MITCHELL’S MUSINGS: And the survey says…

Finally, we lead the country in something, and it’s not the number of premiers resigning in disgrace or the total acreage (hectarage?) of marijuana grow-ops per capita.

Finally, we lead the country in something, and it’s not the number of premiers resigning in disgrace or the total acreage (hectarage?) of marijuana grow-ops per capita.

But then again, it’s just as dubious.

According to a front-page story in The Vancouver Sun last week (it is summertime when real news is tough to come by), an Angus Reid survey reveals B.C. kids lead the country in back-to-school stress levels, at least according to their parents who were the actual ones surveyed.

Apparently almost half of us poor parents in Beautiful B.C. (47 per cent) said their children’s anxiety level has been on the rise as the beginning of school approaches for yet another year.

This compares with the national average of 42 per cent and the relative nonchalance of Alberta parents, at 36 per cent, and the who-cares attitude of Atlantic Canada parents, at 22 per cent.

Now regular readers likely know already that I’m not a big fan of surveys, in fact I ridicule them on a regular basis and I’m patiently awaiting a survey on who actually believes in the devices and their sometimes questionable or misguided attempts to tell us something, anything, that might be considered newsworthy or even relevant to modern life (other than politicians and their underlings, of course).

But then again anything that gives me fodder for a column has to be considered of some value, right?


And this one is interesting on numerous levels. For one, it asks parents about their children’s anxiety levels, like they would know anything about the subject. Now before you accuse me of being a bad parent, I guess I could ask the boys about being anxious about going back to school but I’d have to make an appointment.

You see, besides getting ready for football season and hockey tryouts, they tend to either sleep over at somebody else’s house or game until the wee hours of the morning and then sleep into somewhere after when I go to work in the a.m. and when I check on their status by phone at lunch time. But I’m guessing 11ish.

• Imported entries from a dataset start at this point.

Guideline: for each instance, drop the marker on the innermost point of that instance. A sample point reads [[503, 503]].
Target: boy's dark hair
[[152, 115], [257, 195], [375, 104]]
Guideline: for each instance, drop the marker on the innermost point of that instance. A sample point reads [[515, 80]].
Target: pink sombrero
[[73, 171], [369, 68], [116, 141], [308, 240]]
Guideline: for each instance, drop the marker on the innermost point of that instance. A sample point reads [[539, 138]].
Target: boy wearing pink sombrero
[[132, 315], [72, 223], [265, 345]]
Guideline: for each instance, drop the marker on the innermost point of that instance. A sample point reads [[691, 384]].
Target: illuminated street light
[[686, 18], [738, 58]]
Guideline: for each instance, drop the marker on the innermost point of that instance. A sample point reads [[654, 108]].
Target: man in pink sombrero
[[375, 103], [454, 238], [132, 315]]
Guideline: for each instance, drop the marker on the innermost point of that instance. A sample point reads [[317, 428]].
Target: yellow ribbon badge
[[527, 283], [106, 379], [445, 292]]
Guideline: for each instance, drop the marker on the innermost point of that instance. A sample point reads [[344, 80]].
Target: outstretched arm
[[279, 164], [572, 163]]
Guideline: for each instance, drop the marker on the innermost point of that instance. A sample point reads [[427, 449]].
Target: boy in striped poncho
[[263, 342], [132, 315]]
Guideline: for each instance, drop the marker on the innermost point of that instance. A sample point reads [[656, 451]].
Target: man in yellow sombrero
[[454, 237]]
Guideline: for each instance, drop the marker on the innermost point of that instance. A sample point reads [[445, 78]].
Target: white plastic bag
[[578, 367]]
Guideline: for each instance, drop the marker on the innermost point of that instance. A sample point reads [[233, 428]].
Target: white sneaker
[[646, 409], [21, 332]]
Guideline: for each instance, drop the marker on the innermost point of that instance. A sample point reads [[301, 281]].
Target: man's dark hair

I guess I could ask them about school when I call home but I’m more concerned with how they’re going to fit in breakfast and lunch within a very short time frame, not to mention deal with the dishes issue. But I guess that’s just selfish on my part.

And I should say they’ve had their share of camps this summer and the older one actually had a job for most of the month of August but they’re not hurting too much right now, other than that they and I both know Tuesday is coming and the 10 weeks of vacation is over and they will have to get up earlier than usual and their night-time gaming schedule will be reduced somewhat.

That is likely causing some stress to their teenage constitution but I’m confident (and secretly happy as a clam) that they will overcome this hurdle and by say Wednesday glad to once again be in a routine and learning more about life than how to beat the computer in Madden NFL 12 (although I have to admit it is fun).

Now I don’t want to minimize (well, not too much anyway) the fact that there is stress with going back to school after such a long break. New teachers, homework perhaps, even a new school all could be factors, even I can remember the combination of anxiety/apprehension/excitement that the first day of a new school year entails (especially if you now have a new funky summer haircut, or a new lower voice or some other life-altering change that you hope everybody can deal with).

Heck I still get knots in my stomach on the Sunday night before going back to work after a two-week break – do I still remember what to do, will my co-workers still like me, did they finally realize I don’t do anything meaningful around the office??? – but after a day or so it goes back to normal.

So, as the Who once said and I do believe it to be true even today – the kids are all right – at least that’s what I think a survey that actually asked the young people in question what they thought might reveal.

Now as far as us West Coast, security-conscious, must-protect-the-kids-at-all-times parents, we might have a stress level problem that’s worth worrying about.

I patiently await the results of that survey.